物語は未だ若く放漫な主人公が魔法学校に入学し、ライバル心から禁じられた呪文を唱え、死の国の影を呼び出してしまい、以降ゲドと影の壮絶な闘いが繰り広げられるわけですが、アースシーという海に過去囲まれた島々を情緒たっぷりに描く筆致もさることながら、ゲドの後見人とも言うべき年老いた魔法使いオジオンの深い愛情と魔法学校で知り合ったカラスノエンドウの友情に涙しました。
また魔法の定義もアースシー世界の古代語(ハード語)で魔法をかける物の名前を正確に唱えなければならないという設定があるのに説得力があったように思います。たとえば「全ての海に荒らしを呼ぼう」とすると、全部の海の名前を呼ばなければならず、よってひとりの魔法使いが使える魔法には限界という物があるという設定になっています。それゆえに個人の名前にも呼び名と真の名があり、自分の真の名を他人に明かすといういうことがどういう事なのか、それにまつわるエピソードにも心打たれるものがありました。
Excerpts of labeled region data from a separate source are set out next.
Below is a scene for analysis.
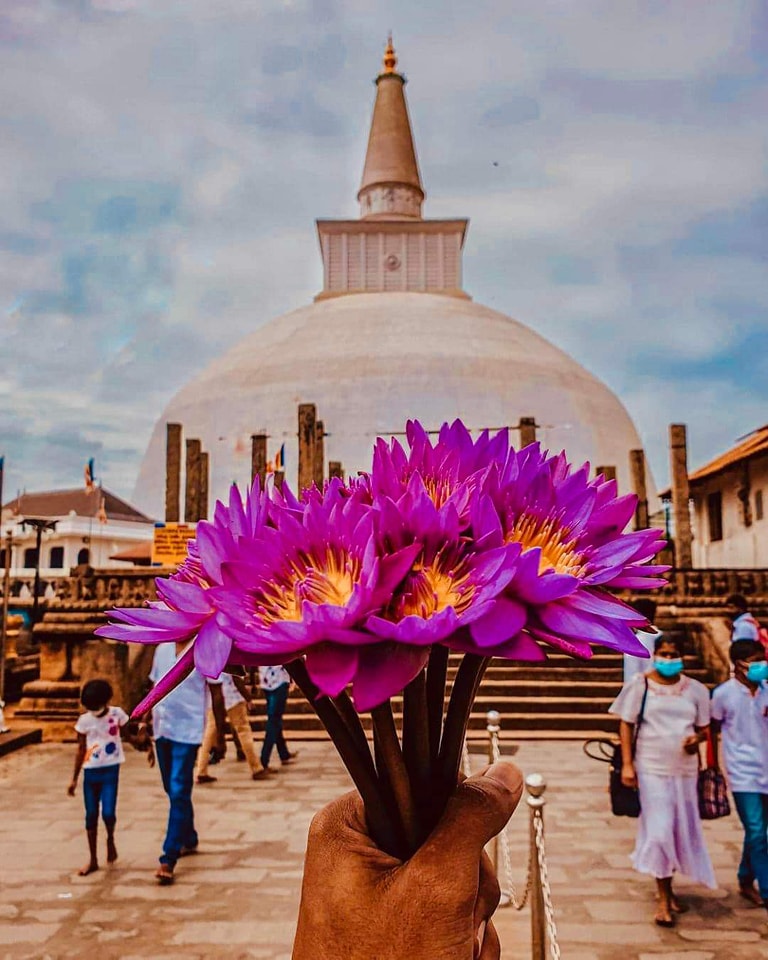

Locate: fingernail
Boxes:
[482,760,523,793]
[475,920,487,960]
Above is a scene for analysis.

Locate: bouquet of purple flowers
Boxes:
[96,420,668,859]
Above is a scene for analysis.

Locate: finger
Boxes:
[477,920,501,960]
[414,760,523,869]
[473,851,501,930]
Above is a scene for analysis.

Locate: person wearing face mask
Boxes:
[610,635,717,927]
[712,640,768,909]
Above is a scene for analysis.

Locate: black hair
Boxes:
[653,633,683,657]
[632,597,656,623]
[730,640,765,663]
[80,680,112,710]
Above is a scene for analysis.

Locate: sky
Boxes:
[0,0,768,500]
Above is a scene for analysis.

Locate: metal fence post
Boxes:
[525,773,547,960]
[485,710,501,877]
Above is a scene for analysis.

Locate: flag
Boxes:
[83,457,96,493]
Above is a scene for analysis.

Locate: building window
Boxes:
[707,490,723,543]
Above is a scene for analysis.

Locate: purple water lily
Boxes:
[95,481,272,688]
[370,420,509,528]
[210,480,423,705]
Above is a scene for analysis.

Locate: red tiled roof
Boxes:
[3,487,153,523]
[659,424,768,499]
[109,540,152,566]
[688,424,768,483]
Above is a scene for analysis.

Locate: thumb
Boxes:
[416,761,523,862]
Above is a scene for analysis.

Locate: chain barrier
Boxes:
[462,710,561,960]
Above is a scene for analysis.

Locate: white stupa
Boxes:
[134,41,653,516]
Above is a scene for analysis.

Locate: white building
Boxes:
[688,425,768,568]
[0,487,154,578]
[134,39,655,514]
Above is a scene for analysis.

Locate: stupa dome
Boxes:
[135,292,641,515]
[134,42,654,516]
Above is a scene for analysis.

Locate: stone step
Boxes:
[246,711,619,740]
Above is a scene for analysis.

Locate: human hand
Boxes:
[293,762,523,960]
[621,763,637,790]
[683,733,701,753]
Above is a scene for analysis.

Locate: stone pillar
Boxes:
[518,417,536,447]
[629,450,649,530]
[297,403,317,496]
[251,433,267,490]
[313,420,325,490]
[595,466,616,488]
[197,452,211,520]
[669,423,693,570]
[165,423,181,523]
[184,440,201,523]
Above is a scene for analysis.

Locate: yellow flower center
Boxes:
[395,554,475,620]
[505,513,584,577]
[255,547,360,624]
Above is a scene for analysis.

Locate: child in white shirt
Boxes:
[67,680,154,877]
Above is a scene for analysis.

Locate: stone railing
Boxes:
[0,567,163,610]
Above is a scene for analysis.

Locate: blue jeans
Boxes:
[261,683,291,767]
[83,763,120,830]
[733,793,768,901]
[155,737,199,867]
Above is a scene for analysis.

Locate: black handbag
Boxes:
[583,679,648,818]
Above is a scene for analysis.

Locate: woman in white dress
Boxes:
[610,635,716,927]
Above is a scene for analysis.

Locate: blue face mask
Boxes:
[747,660,768,683]
[653,657,683,677]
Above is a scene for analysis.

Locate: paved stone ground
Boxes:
[0,743,768,960]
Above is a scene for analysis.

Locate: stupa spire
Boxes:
[357,34,424,220]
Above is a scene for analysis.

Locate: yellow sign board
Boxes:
[152,523,196,567]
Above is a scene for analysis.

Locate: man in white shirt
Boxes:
[712,640,768,909]
[726,593,760,642]
[259,667,299,770]
[149,643,227,885]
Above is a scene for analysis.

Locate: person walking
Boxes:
[610,636,716,927]
[259,667,299,770]
[624,597,661,685]
[149,643,227,885]
[196,673,269,783]
[67,680,154,877]
[712,640,768,909]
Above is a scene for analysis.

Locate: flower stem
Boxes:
[371,700,420,855]
[333,690,371,763]
[403,670,431,841]
[433,653,491,818]
[285,660,406,860]
[427,643,449,772]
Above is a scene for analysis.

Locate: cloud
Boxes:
[0,0,768,510]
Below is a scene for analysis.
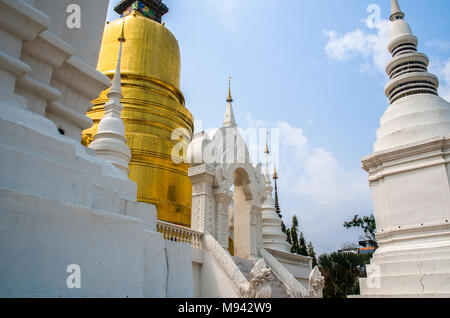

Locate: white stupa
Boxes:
[261,129,291,253]
[361,0,450,297]
[89,21,131,178]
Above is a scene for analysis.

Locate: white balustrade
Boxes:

真の名前はもとより、ゲドがハヤブサとなって大空を飛び回るシーン、ゲドの心の支えとなる小動物オタクのヘグの描写、様々な形を取ってゲドの前に現れる影のイメージなど、ついつい宮崎アニメのあのシーン、このシーンが頭をもたげてしまう自分のおたく度が情けないんですが、宮崎さんがいかにこの作品に影響を受けていたかを知る事が出来たのも収穫でした。